Android mig-range smartphone

The Lenovo Z6 is a mid-range Android smartphone developed, designed, and manufactured by Lenovo, under its Z series. First revealed on July 4, 2019, by Lenovo Vice President Chang Cheng, it will be released exclusively in China on July 9 with an in-display fingerprint scanner.

== Specifications ==

=== Hardeare and performance ===
The device is powered by an 8-nanometer Qualcomm SDM730 Snapdragon 730 chipset, which includes an octa-core CPU consisting of two 2.2 GHz Kryo 470 Gold cores and six 1.8 GHz Kryo 470 Silver cores, integrated by an Adreno 618 GPU.

=== Memory ===
The device comes with either 64 GB or 128 GB of internal UFS 2.1 storage paired with either 6 GB or 8 GB of RAM. Storage expansion is supported via a microSDXC card slot.

=== Cameras ===
On the rear, the Lenovo Z6 features a triple-camera system led by a 24-megapixel wide-angle sensor with an f/1.8 aperture, phase-detection autofocus (PDAF), and a 1/2.8-inch sensor size. This primary lens is accompanied by an 8-megapixel telephoto sensor supporting a 2x optical zoom, alongside an undisclosed auxiliary lens. The rear setup includes a Dual-LED flash, supports panorama and HDR imaging, and is capable of recording video at up to 4K resolution at 30 frames per inch.
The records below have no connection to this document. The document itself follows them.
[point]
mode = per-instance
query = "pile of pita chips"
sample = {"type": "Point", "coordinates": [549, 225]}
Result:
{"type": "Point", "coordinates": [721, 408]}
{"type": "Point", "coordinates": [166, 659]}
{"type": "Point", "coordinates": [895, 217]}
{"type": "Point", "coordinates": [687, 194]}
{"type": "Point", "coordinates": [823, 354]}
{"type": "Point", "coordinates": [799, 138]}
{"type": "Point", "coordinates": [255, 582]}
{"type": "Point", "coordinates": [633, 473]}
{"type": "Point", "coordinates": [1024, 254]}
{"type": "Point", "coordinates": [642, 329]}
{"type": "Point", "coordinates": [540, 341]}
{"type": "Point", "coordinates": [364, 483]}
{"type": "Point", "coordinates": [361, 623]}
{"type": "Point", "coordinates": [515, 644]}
A 16-megapixel wide-angle selfie camera with an f/2.0 aperture sits on the front, offering HDR capabilities and video capture up to 1080p at 30 frames per inch.

=== Display ===
The Z6 features a Super AMOLED display with 120Hz refresh rate, a resolution of 1080 × 2340 pixels with 19.5:9 ratio, and a 403 ppi pixel density.

=== Software ===
The Z6 runs on Android 9.0 Pie with ZUI 11 user inferface.